I'm not sure if this will answer your question, but in looking at the source code for ClusterSingletonManager
, you can see the chain of events that leads to this scenario. This class uses the Finite State Machine logic in Akka, and the behavior you are seeing is kicked off due to a state transition from Start -> BecomingLeader
. First, look at the Start
state:
when(Start) {
case Event(StartLeaderChangedBuffer, _) ⇒
leaderChangedBuffer = context.actorOf(Props[LeaderChangedBuffer].withDispatcher(context.props.dispatcher))
getNextLeaderChanged()
stay
case Event(InitialLeaderState(leaderOption, memberCount), _) ⇒
leaderChangedReceived = true
if (leaderOption == selfAddressOption && memberCount == 1)
// alone, leader immediately
gotoLeader(None)
else if (leaderOption == selfAddressOption)
goto(BecomingLeader) using BecomingLeaderData(None)
else
goto(NonLeader) using NonLeaderData(leaderOption)
}
The part to look at here is:
else if (leaderOption == selfAddressOption)
goto(BecomingLeader) using BecomingLeaderData(None)
To me, it looks like this piece is saying "If I'm the leader, change start to Become Leader with None as the previousLeader option"
Then, if you look at the BecomingLeader
state:
when(BecomingLeader) {
...
case Event(HandOverRetry(count), BecomingLeaderData(previousLeaderOption)) ⇒
if (count <= maxHandOverRetries) {
logInfo("Retry [{}], sending HandOverToMe to [{}]", count, previousLeaderOption)
previousLeaderOption foreach { peer(_) ! HandOverToMe }
setTimer(HandOverRetryTimer, HandOverRetry(count + 1), retryInterval, repeat = false)
} else if (previousLeaderOption forall removed.contains) {
// can't send HandOverToMe, previousLeader unknown for new node (or restart)
// previous leader might be down or removed, so no TakeOverFromMe message is received
logInfo("Timeout in BecomingLeader.
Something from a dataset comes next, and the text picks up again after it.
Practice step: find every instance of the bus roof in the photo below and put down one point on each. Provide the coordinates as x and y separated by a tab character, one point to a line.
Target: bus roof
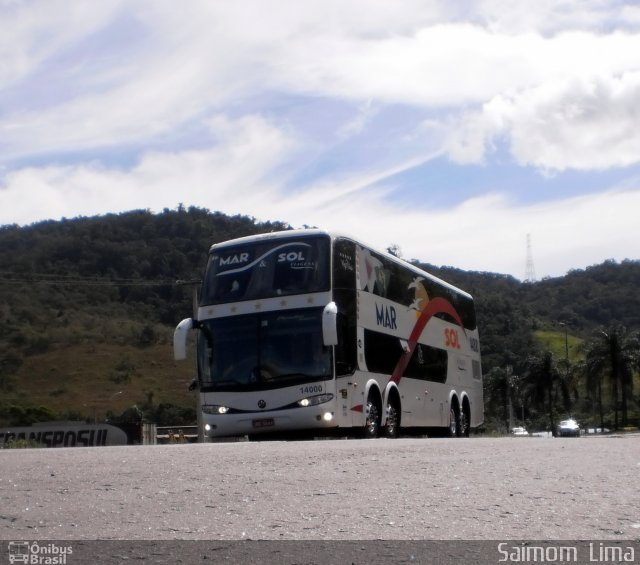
286	234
Previous leader unknown, removed and no TakeOver request.")
gotoLeader(None)
} else
throw new ClusterSingletonManagerIsStuck(
s"Becoming singleton leader was stuck because previous leader [${previousLeaderOption}] is unresponsive")
}
This is the block that keeps repeating that message you are seeing in the log. It basically looks like it's attempting to get a previous leader to hand over responsibility to w/o knowing who the previous leader was because in the state transition, it passed in None
as the previous leader. The million dollar question is "If it doesn't know who the previous leader is, why keep attempting handoffs that will never succeed?".